Terkait hal itu, kubu Ical mendesak Presiden Joko Widodo (Jokowi) turun tangan menyelesaikan konflik ini, sebab dicurigai surat Kemenkumham itu bermuatan politis.
Ketua Forum Silaturahmi DPD II Partai Golkar Muntasir Hamid, mengungkapkan, sejak awal hingga akhir proses dan mekanisme Munas IX versi Bali sudah berjalan dengan demokratis dengan legitimasi yang benar.
"Dengan surat seperti ini bisa dicabut oleh Presiden. Karena diduga ada oknum di lingkaran Presiden Jokowi yang bermain di tengah kekisruhan ini," kata Muntasir dalam keterangannya, di Jakarta, Kamis (12/3/2015).

Ketua DPD II Partai Golkar Banda Aceh ini mengungkapkan, hasil Munas Bali adalah Munas yang sah. Sehingga kata dia, Menkumham tidak berhak menggantung keabsahan kepemimpinan Aburizal Bakrie berdasarkan Munas Bali.
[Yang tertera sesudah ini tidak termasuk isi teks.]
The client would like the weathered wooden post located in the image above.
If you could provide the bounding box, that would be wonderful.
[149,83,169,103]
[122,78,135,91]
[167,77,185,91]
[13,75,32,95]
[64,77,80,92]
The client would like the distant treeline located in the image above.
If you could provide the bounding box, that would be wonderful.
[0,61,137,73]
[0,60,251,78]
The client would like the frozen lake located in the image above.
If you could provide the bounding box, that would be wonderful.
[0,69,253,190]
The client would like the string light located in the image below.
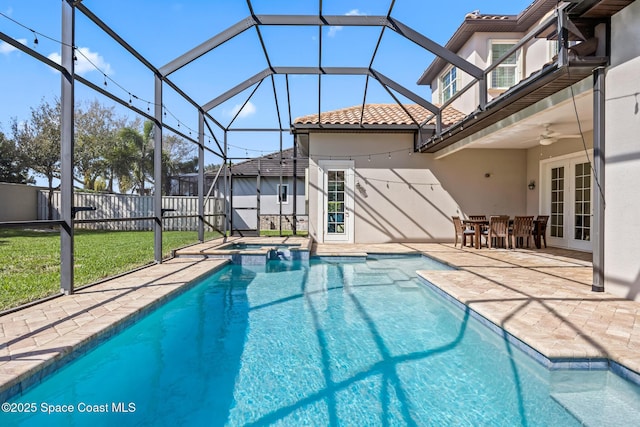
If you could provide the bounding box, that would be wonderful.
[0,11,428,163]
[1,11,216,145]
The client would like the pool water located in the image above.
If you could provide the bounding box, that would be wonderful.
[4,256,640,426]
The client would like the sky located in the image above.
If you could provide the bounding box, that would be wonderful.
[0,0,534,180]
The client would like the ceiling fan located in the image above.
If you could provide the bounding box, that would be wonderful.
[538,123,581,145]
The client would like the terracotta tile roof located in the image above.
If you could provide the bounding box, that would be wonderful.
[293,104,466,128]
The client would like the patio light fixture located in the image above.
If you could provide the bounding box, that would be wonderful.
[528,180,536,190]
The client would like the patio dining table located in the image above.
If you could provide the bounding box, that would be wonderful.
[462,218,545,250]
[462,219,489,250]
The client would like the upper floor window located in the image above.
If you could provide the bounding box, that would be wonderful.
[440,67,457,103]
[490,41,521,89]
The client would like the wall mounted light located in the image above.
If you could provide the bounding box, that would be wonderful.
[528,180,536,190]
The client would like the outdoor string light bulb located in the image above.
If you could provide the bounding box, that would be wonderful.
[32,30,38,46]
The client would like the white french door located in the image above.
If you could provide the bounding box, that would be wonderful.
[541,153,593,251]
[318,160,354,243]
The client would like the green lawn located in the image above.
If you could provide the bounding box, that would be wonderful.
[0,229,220,311]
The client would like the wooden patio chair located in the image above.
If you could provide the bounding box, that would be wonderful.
[468,215,486,221]
[535,215,549,248]
[511,216,535,248]
[452,216,475,248]
[482,215,510,248]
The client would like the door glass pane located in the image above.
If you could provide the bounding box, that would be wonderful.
[327,169,346,234]
[574,162,591,241]
[550,166,564,238]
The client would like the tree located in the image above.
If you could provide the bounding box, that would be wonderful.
[0,129,33,184]
[12,98,61,219]
[113,121,153,195]
[74,100,125,191]
[161,133,198,195]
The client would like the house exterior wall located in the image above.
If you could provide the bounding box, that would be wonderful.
[0,183,43,221]
[525,133,593,216]
[604,0,640,301]
[432,26,556,115]
[308,133,526,243]
[230,176,306,230]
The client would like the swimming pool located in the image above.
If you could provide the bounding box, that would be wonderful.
[4,256,640,425]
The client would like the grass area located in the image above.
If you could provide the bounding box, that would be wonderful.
[0,229,220,311]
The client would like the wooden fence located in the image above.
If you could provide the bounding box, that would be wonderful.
[38,191,224,231]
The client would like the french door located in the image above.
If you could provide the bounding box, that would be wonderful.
[318,160,354,243]
[542,153,592,251]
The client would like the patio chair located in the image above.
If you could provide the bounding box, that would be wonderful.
[535,215,549,248]
[452,216,475,248]
[468,215,487,221]
[511,216,535,248]
[482,215,510,248]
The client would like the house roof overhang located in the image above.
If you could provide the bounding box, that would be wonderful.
[417,56,607,154]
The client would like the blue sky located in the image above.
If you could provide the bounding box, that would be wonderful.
[0,0,533,170]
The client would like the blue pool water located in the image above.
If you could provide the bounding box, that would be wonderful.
[4,256,640,426]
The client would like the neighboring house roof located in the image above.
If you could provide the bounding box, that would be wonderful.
[293,103,466,128]
[417,0,558,85]
[228,148,308,178]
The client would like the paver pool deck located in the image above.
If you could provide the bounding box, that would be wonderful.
[1,239,639,401]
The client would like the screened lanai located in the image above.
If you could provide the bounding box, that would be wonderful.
[0,0,606,302]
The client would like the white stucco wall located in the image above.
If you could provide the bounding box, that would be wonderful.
[604,0,640,301]
[432,29,556,115]
[229,177,306,230]
[307,133,527,243]
[0,183,43,221]
[525,135,593,216]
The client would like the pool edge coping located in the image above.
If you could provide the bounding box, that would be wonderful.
[416,274,640,387]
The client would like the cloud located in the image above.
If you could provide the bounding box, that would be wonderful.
[48,46,113,76]
[327,9,363,37]
[230,101,256,119]
[0,38,27,55]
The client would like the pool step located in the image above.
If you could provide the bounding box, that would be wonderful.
[551,386,640,426]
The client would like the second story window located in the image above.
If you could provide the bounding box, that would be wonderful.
[440,67,457,103]
[490,41,521,89]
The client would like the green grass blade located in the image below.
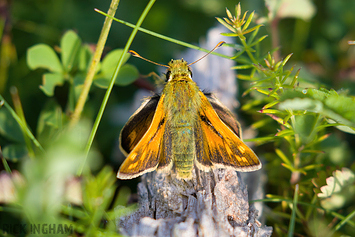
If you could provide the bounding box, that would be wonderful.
[0,94,44,153]
[10,87,35,159]
[95,9,230,59]
[334,208,355,231]
[1,151,12,173]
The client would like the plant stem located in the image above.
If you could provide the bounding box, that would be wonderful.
[77,0,156,176]
[270,17,280,62]
[288,184,299,237]
[70,0,120,128]
[236,28,258,64]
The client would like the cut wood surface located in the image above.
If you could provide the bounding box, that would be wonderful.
[118,168,272,237]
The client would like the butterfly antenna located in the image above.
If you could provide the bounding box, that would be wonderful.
[188,41,225,66]
[129,50,169,68]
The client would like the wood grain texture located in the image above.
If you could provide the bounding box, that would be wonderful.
[117,168,272,237]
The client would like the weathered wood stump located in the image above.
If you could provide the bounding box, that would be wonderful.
[118,168,272,236]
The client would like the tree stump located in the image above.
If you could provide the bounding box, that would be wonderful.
[118,168,272,236]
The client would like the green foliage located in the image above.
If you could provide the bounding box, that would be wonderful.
[218,3,355,236]
[0,108,25,144]
[0,119,131,236]
[279,88,355,134]
[26,30,138,100]
[36,99,63,144]
[94,49,138,88]
[27,44,63,73]
[0,0,140,235]
[64,166,135,236]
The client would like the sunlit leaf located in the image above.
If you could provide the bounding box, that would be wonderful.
[94,64,139,88]
[279,88,355,133]
[327,118,355,134]
[61,30,82,72]
[315,168,355,210]
[27,44,63,73]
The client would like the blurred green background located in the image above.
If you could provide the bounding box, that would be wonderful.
[1,0,355,235]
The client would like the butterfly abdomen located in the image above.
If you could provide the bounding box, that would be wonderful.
[171,122,195,179]
[163,77,201,179]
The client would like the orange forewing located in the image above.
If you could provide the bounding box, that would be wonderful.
[117,94,169,179]
[196,91,261,171]
[119,96,159,155]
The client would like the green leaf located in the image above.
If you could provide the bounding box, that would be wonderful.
[83,166,116,213]
[39,73,65,96]
[27,44,63,73]
[293,114,319,144]
[61,30,82,72]
[0,108,25,143]
[279,88,355,133]
[78,45,94,71]
[327,118,355,134]
[322,90,355,125]
[2,144,28,162]
[37,99,63,144]
[94,64,139,88]
[275,129,294,137]
[115,64,139,86]
[101,49,130,78]
[220,33,238,37]
[279,97,322,111]
[275,148,292,166]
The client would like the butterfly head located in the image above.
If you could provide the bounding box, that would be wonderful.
[166,59,192,82]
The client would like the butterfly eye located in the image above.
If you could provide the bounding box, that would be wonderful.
[165,70,171,81]
[188,68,193,77]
"Pak Jokowi itu orang baik yang harus didukung. Tapi dengan kisruh ini ada aktor yang besar untuk menggeser kewibawaan Pak Jokowi," ujar mantan Ketua DPRD Banda Aceh itu.
Dia menegaskan, kader partai ditingkat DPD I dan II saat ini tetap solid dan tidak terpecah untuk mendukung kepemimpinan Aburizal Bakrie sebagai ketum partai berlambang pohon beringin tersebut.
"DPD se Indonesia Parta Golkar masih tetap solid mendukung Pak ARB sebagai Ketum Partai Golkar. Ini Pak ARB pilihan DPD I dan DPD II," klaimnya.
Muntasir menambahkan, langkah Menkumham merupakan langkah yang sudah mengintervensi parpol, bukan lagi pengayom atau pelindung. Sehingga kata dia, masih ada waktu untuk pemerintah mengambil langkah yang bijak.
"Kita semua tunduk pada hukum dan pemerintah. Namun, jangan ada 'begal' dalam tanda petik di kementerian terhadap partai. Seperti yang melanda PPP dan Golkar. Negara ini masih banyak masalah, belum selesai masalah beras, dolar naik dan datang lagi masalah partai," tutupnya.